DOI : 10.1684/ipe.2007.0258

Résumé   Summary  

Auteur(s) : Sylvie Parrini-Alemanno , Maître de conférence en science de l’information et de la communication à l’Université de Nice-Sophia Antipolis, psychologue clinicienne, Ex DRH d’un groupe d’établissements de santé, chercheur au laboratoire I3M de Nice-Toulon et au Ceric de Montpellier..

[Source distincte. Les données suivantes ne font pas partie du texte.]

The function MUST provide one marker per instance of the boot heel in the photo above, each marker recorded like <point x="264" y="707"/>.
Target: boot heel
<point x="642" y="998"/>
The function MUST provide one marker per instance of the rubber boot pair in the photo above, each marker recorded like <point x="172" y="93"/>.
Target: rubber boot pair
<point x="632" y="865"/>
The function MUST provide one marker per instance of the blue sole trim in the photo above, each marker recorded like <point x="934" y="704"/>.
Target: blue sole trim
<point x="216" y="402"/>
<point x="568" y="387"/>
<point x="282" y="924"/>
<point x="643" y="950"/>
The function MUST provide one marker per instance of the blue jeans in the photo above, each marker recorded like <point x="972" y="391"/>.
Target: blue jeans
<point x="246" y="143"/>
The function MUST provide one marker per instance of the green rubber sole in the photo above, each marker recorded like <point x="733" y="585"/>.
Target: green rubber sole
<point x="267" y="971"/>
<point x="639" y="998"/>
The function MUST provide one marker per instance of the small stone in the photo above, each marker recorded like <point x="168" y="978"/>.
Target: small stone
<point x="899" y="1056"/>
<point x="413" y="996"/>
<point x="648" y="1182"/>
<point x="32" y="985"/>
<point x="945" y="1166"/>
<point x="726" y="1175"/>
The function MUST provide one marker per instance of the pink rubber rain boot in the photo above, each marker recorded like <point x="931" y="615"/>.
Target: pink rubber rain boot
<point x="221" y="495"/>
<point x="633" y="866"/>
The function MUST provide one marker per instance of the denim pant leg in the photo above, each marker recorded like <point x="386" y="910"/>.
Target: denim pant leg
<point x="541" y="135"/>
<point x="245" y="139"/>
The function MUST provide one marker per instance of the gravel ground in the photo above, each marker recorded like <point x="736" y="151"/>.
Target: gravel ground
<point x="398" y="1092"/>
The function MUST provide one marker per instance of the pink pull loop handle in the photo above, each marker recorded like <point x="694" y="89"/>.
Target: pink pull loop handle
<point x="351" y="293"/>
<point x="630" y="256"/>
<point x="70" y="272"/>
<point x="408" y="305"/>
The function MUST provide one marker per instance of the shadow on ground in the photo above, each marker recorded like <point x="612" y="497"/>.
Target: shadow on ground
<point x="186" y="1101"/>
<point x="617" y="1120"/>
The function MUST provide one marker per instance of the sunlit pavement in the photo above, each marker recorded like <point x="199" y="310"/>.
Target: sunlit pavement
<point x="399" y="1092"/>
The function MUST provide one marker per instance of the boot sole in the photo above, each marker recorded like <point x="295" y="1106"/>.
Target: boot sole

Résumé : La sécurité que donne l’incessant remaillage représentationnel, la nécessité pour chaque acteur d’emprunter toujours le même code, ce sont cette « intention » des acteurs ou la « guidance » (ou tyrannie !) des représentations qu’il paraît utile et intéressant d’étudier dans le cas de la stigmatisation de la maladie mentale, de même que son corollaire, le danger de changer un système dont l’équilibre tient, même si cela est aux dépens d’une partie des acteurs. Le système des représentations contient la résistance au changement envers et contre la connaissance et l’information scientifiques. L’enquête de l’OMS montre bien la mécanique de l’exclusion qui renvoie par degré de « déséquilibre » perçu de plus en plus à la famille qui se dit prête à garder un membre de sa famille. Appréhender les représentations sociales de la santé mentale comme processus communicationnel, c’est intégrer chacun des acteurs à l’intérieur du système responsable d’attitude d’exclusion. Ce point de vue systémique hérité de l’école de Palo Alto, repris et développé récemment par Alex Mucchielli, met l’accent sur l’importance du processus de contextualisation dans lequel nous replaçons les effets des changements de regard, celui de la reconnaissance institutionnelle, celui des médias, celui affectif sur le modèle de la famille. Les configurations communicationnelles, à la faveur des changements de ces regards, retentissent sur la stigmatisation et les attitudes qu’elle associe.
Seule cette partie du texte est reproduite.